Saturday, December 29, 2018

2018 before it's too late.


Before sunset, the burnt orange leaves of the vineyards stretch toward the Santa Ynez Mountains under the “cold moon.”   As Winter begins, a Carpe Summer note seems long overdue.  

2018 has been a year of transition, consternation, joy, acceptance and gratitude. 

Cayman Sunrise
The 2017 hurricane changed the destination of our February 2018 vacation from St. John to Grand Cayman.  Our house sat on an unpopulated beach and the water was beautiful blues and greens. But many beaches on Cayman were loaded with junk – random sandals, shoes, plastic bottles and pieces – lotsa junk.  One local blamed it on Haiti.  Certainly, Cayman is well-kept, so I would be surprised if the junk came from here.  So, we had to take the good with the bad:  beautiful water, decent snorkeling, but it is hard not to be sad over the state of the environment.  The recent 60 Minutes report on junk in the Pacific Ocean, even on Midway Island, reinforced the knowledge of uncontained waste killing birds and the environment, generally.  Photographers can crop the crap.  In real life, we cannot.  Life is good, but not perfect.

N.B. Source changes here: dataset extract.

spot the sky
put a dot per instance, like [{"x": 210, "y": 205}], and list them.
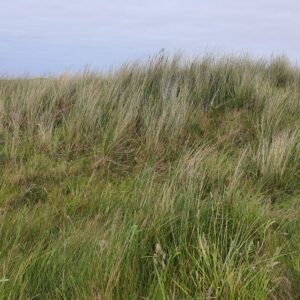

In a similar vein, we decided to leave Portland’s Pearl District after 5 years.  There are days when I LOVE living there.  I can walk to everything.  I have friends in other condos, making the District feel like a college campus, with friends in dorms.  I run into acquaintances from the neighborhood association. I relax at a favorite restaurant.  There is a much to love about the Pearl District. 
In February, we contracted to purchase a new condo under construction in The Vista, right on a park with a big view and 24/7 person to keep an eye on the front door.  We sold our condo and moved into Couch 9 apartments to wait four months for move in. 

Living in the tiny apartment on the  side south of The Pearl focused us on the “cons” of The Pearl.  The smaller place reminded us how efficient we must be with our belongings.  The one-car space reminded us how much we prefer a parking for two cars.  But mostly, living and walking to work through the humanitarian crises we call “homelessness” reminded me how much I need a break from that. 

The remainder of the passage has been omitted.